Art. 5.Ondernemingen kunnen een glijdende werkweek instellen zoals voorzien in artikel 20bis van de arbeidswet van 16 maart 1971, volgens de hierna vermelde modaliteiten, op voorwaarde dat zij, over een periode van één jaar, de conventionele gemiddelde wekelijkse arbeidsduur, vastgelegd bij de collectieve arbeidsovereenkomst van 7 maart 1985, gesloten in het Paritair Subcomité voor de metaalhandel en algemeen verbindend verklaard bij koninklijk besluit van 3 juni 1985, niet overschrijdt.

Art. 6.§ 1. Over een periode van één jaar die overeenstemt met het kalenderjaar, bedraagt het te presteren aantal arbeidsuren, 52 maal de wekelijkse arbeidsduur voorzien in het arbeidsreglement van de onderneming.
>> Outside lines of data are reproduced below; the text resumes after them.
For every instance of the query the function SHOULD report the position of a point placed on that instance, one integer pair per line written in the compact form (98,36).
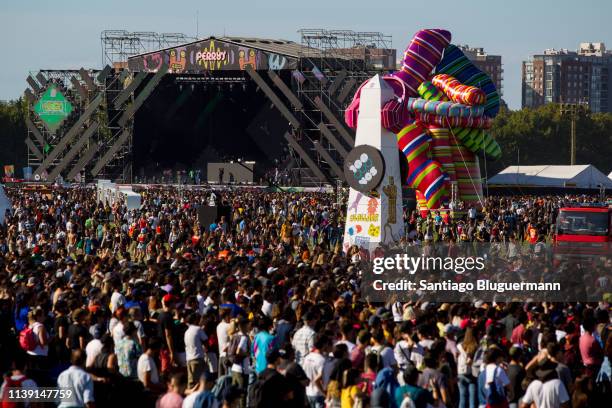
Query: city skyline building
(565,76)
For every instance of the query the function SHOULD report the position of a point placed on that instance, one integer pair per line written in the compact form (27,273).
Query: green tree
(542,136)
(12,134)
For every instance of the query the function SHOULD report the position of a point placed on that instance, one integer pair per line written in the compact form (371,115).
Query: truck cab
(583,231)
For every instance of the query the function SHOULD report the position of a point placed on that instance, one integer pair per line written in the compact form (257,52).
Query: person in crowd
(266,307)
(78,381)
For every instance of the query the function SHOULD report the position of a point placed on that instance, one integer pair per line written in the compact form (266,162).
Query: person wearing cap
(546,391)
(303,339)
(419,396)
(263,342)
(223,337)
(238,355)
(195,339)
(201,395)
(168,332)
(313,364)
(79,381)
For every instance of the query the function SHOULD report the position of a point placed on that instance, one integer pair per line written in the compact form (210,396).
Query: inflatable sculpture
(441,112)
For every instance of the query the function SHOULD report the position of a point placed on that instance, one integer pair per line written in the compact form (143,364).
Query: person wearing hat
(201,395)
(546,391)
(195,339)
(419,396)
(238,355)
(303,339)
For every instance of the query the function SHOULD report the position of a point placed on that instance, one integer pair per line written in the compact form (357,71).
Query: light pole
(573,110)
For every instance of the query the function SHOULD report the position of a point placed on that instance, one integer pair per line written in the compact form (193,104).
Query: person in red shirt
(590,349)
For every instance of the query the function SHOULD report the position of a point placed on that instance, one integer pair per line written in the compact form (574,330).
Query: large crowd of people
(264,308)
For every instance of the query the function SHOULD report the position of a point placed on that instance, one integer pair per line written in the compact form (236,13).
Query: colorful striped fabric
(421,203)
(478,141)
(424,174)
(482,122)
(421,56)
(428,91)
(467,169)
(441,151)
(450,109)
(455,63)
(458,92)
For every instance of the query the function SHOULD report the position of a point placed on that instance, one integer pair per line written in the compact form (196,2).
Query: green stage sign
(53,108)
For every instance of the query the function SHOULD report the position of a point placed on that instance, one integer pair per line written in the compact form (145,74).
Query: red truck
(583,231)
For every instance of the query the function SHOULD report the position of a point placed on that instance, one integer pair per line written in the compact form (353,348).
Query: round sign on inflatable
(364,168)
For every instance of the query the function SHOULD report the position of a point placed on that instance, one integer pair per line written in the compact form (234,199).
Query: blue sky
(37,34)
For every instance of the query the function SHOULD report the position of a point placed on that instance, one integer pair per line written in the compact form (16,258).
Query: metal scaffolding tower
(333,63)
(118,45)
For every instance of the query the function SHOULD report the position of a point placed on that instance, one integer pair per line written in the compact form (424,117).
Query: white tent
(5,204)
(579,176)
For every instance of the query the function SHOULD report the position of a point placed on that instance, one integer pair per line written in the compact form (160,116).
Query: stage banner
(211,55)
(53,108)
(9,171)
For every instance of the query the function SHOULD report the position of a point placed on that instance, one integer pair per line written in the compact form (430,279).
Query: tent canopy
(579,176)
(5,204)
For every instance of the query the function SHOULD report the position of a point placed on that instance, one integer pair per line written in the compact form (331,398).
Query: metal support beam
(304,156)
(125,94)
(80,88)
(142,96)
(88,80)
(337,82)
(70,134)
(74,150)
(275,99)
(285,90)
(110,152)
(334,121)
(41,79)
(33,148)
(32,82)
(329,160)
(332,139)
(86,158)
(101,78)
(32,128)
(346,90)
(29,96)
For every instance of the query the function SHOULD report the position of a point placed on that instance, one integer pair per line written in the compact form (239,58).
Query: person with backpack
(493,382)
(262,343)
(34,340)
(202,396)
(411,392)
(466,378)
(238,356)
(195,340)
(18,380)
(270,389)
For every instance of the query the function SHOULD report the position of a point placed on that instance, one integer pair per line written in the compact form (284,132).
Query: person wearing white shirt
(92,350)
(223,338)
(547,391)
(78,381)
(195,338)
(117,298)
(313,365)
(303,339)
(147,367)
De rustdagen bepaald bij de wet van 4 januari 1974 betreffende de feestdagen en de periodes van schorsing van de uitvoering van de arbeidsovereenkomst vastgelegd bij de wet van 3 juli 1978, betreffende de arbeidsovereenkomsten gelden als arbeidstijd voor de berekening van de arbeidsduur die over een jaar moet nageleefd worden. § 2. Het aantal uur dat gepresteerd mag worden boven het normaal dagrooster dat voorzien is in het arbeidsreglement, bedraagt maximum 2 uur per dag. Het maximum aantal te presteren uren mag evenwel nooit meer bedragen dan 9 uren per dag. § 3. Het aantal uur dat gepresteerd mag worden boven de conventioneel bepaalde weekgrens, bedraagt maximum 5 uur per week.

Sectie 3. - Urenkrediet

Art. 7.§ 1. De volgens artikel 4 gepresteerde uren genereren een urenkrediet van maximum 48 uren per kalenderjaar. § 2. Elk uur dat het urenkrediet van 48 uren overschrijdt, wordt vergoed met de overurentoeslag.

Sectie 4. - Compensatie van het urenkrediet

Art. 8.§ 1. Het urenkrediet van 48 uren (artikel 7, § 1) alsook de overschrijding ervan (artikel 7, § 2) worden binnen het jaar en uiterlijk voor 31 maart van het volgend kalenderjaar, gecompenseerd. § 2. De compensatie gebeurt in halve of in hele dagen. HOOFDSTUK IV. - Uitzondering

Art. 9.Deze overeenkomst is niet van toepassing in ondernemingen waar, bij collectieve arbeidsovereenkomst, reeds afwijkingen inzake de arbeidstijd werden vastgelegd. HOOFDSTUK V. - Geldigheid

Art. 10.Deze collectieve arbeidsovereenkomst treedt in werking op 1 juli 1999 en treedt buiten werking op 30 juni 2001.

Gezien om te worden gevoegd bij het koninklijk besluit van 10 juni 2001.